Наверное, это оно. Если задуматься, оно всегда во мне было, просто я не чувствовал. Теперь эта способность обрела форму, но я боялся дотрагиваться до нее, потому что понятия не имел, в чем ее суть.
Большую часть дня я просто плавал, постепенно усложняя маневры. Выходил два раза в сутки, чтобы поесть; иногда мне даже удавалось удержать еду в себе. Конечно, это не жизнь, это существование. Но я повторял себе, что все не так плохо, и упрямо существовал дальше.
Во мне накапливалась злость, и чтобы избавиться от нее, я дробил хвостом льдины, гонял крупных рыб. Это давало мне ощущение, что я еще хоть на что-то способен.
Сегодня я тоже развлекался. Ночью был сильный ветер, он пригнал к берегу целое стадо льдин, похожих на белых барашков. Причем сходство просматривалось как на поверхности, так и под водой.
Когда раздался этот мерзкий скрежет, я почти не испугался, думал, что это треснула броня на хвосте. Потеря чешуи уже не усиливала мой страх, вызывала лишь тихую грусть, с которой я смирился. Так, наверно, люди мирятся со смертельной болезнью.

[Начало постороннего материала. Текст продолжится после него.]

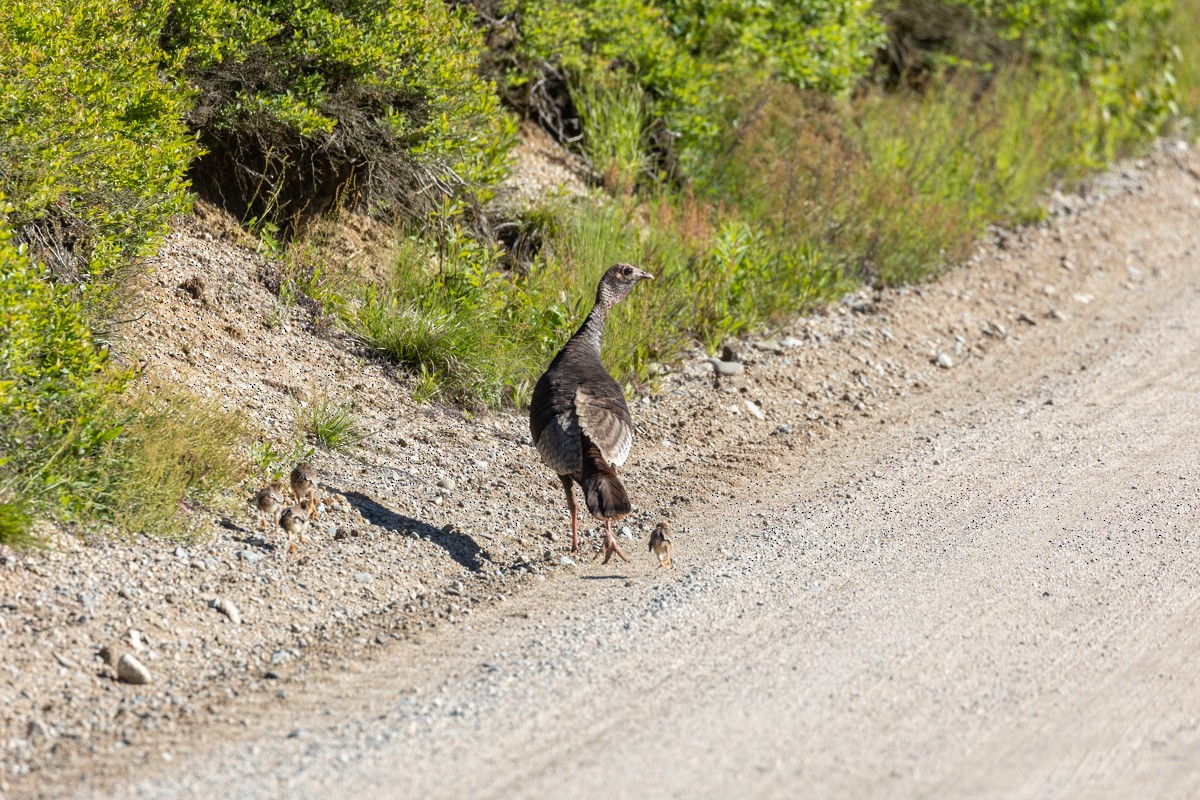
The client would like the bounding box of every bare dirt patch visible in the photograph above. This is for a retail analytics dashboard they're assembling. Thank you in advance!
[0,144,1200,796]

Однако я заметил, что рядом со мной вода мутнеет от крови, а это странно: чешуя давно омертвела, ни о какой крови и речи быть не может!
Потом я увидел его. Шип торчал из льдины, выделялся на кристальном фоне отвратным черно-красным пятном. Он был вырван с самым основанием, а на его месте осталась глубокая кровоточащая рана. Впрочем, кровь быстро останавливалась, а боли я не чувствовал.
Я потерял свое главное оружие. Да, у нас есть когти, шипы на теле, плавники. Но хвостовой шип — основа. С его помощью мы нападаем, только он может пробить броню другого зверя. Я потерял его… остальные шипы исчезнут вместе с чешуей, плавники тоже начали отмирать.
Я думал обо всем так, будто это происходило не со мной. Я был лишь сторонним наблюдателем, потому что уже ничего не мог сделать.
Дальше я действовал как в полусне. Я вырвал шип изо льда и поплыл с ним к хижине. Понятия не имею, зачем он мне теперь нужен, но оставлять его здесь не хотелось. Я выбрался на берег, вошел в дом — дверь мы не запирали никогда. Там я положил шип на стол и начал снимать с себя чешую.
Незачем и дальше обманываться. Это гнилье меня не защищает, а я веду себя, как идиот, таская на себе лишний вес. Да, теперь я даже не зверь, а какой-то уродливый человек-мутант… с хвостом… Или хвост у меня тоже отвалится?
Лита вошла в комнату, тихо ойкнула, но ничего не сказала. Я чувствовал, как она перебинтовывает рану у меня на хвосте.
Я не собирался умирать. Да, жить мне не очень хотелось, но я пообещал ей вчера, что не убью себя. А свои обещания я держу.